Without central heat interiors were going to be chilly, but even if you were quite frugal with your wood or coal they would not have to be really cold.

Given those indoor circumstances, and given that you had to make do with wool, silk, linen, and cotton (because there were no synthetic fibers), you would quite naturally end up with just the sort of garments that we now think of as being part of formal wear—wool coats and vests, silk bands to wrap around your neck, and so on. Sport clothing, of course, was for the sort of sports the English aristocracy engaged in: riding and shooting. Tweed and leather were very practical.

It seems obvious now, but it was something of a revelation to me. When I was younger, I always thought of that sort of clothing as being uncomfortable.

Partially that’s because such clothing is only really comfortable if it really fits. You don’t need a bespoke suit for it to fit correctly; even today good men’s clothing is routinely altered to fit. But clothing purchased for a child will never fit for long (and often never fit at all, because the child knows neither how the garment is supposed to fit nor how to articulate any issues discovered during the fitting).

Perhaps more important, such clothing is only comfortable in the sort of very cool environment for which it was originally designed. If your interior temperatures are around 60°F, you will be more comfortable in a wool coat over a wool vest than you would be in shirtsleeves. At 70°F it will be the other way around.

My attitudes toward such things has also been influenced by Jackie’s work with fiber. In my youth, my experience with wool was that it was scratchy, uncomfortable stuff (totally aside from it being made into garments that didn’t fit and were wrong for the climate). Now I’ve learned about the many different kinds of wool—starting with merino, of course, but by no means ending there—that are not scratchy. Now I have wonderful vests and sweaters, made to fit, from premium materials.

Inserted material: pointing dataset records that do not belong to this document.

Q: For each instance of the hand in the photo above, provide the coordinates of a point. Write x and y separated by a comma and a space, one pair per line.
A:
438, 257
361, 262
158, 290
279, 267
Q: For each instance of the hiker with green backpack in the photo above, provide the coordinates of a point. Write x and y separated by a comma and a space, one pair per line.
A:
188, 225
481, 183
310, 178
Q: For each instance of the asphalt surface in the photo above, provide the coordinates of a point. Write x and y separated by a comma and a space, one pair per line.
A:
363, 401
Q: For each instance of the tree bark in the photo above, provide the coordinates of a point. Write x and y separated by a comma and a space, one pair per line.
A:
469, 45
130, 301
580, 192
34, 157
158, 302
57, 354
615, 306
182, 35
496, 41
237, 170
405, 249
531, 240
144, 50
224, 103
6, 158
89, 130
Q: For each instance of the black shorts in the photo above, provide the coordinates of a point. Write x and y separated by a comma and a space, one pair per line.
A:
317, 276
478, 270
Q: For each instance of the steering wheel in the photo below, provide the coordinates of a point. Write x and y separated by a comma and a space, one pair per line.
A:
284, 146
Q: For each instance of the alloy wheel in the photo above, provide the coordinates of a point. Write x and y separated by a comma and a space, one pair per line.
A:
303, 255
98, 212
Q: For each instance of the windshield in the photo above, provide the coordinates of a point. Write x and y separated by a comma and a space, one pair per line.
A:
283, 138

Of course, the top layers are really the last thing to think about. Comfortable clothing begins with the base layer. There again, my experiences as a child turned me against a whole very useful category: long underwear. Any clothing that you’re going to put another layer of clothing on top of needs to fit exactly right. An outer layer that’s too loose can be tolerated. But a too-loose under layer is going to get bunched up and shifted away from where it needs to be: Intolerable.

The ill-fitting hand-me-down long underwear I got as a child turned me against a whole category of garments that doubtless have an important role to play in comfortable dressing. I’m only now, more than two decades after returning to the Midwest, beginning to accumulate items for an appropriate cold-weather base layer. (I’ve made do up to now by having a wide range of top-layer options: spring jackets, fall jackets, winter coats, parkas, my Alaska pipeline coat.)

As a young man, I think I’d have been perfectly happy to wear nothing but shorts and t-shirts, and simply crank up the heat to make up the difference. My attitude has changed. If I had the money, I’d be very pleased to get and wear wool coats and vests, silk cravats, smoking jackets, and the like. Not because of the fashion statement they’d make (which would be a rather silly statement, however much I’ve come to appreciate a fine tweed), but because they’d be very comfortable.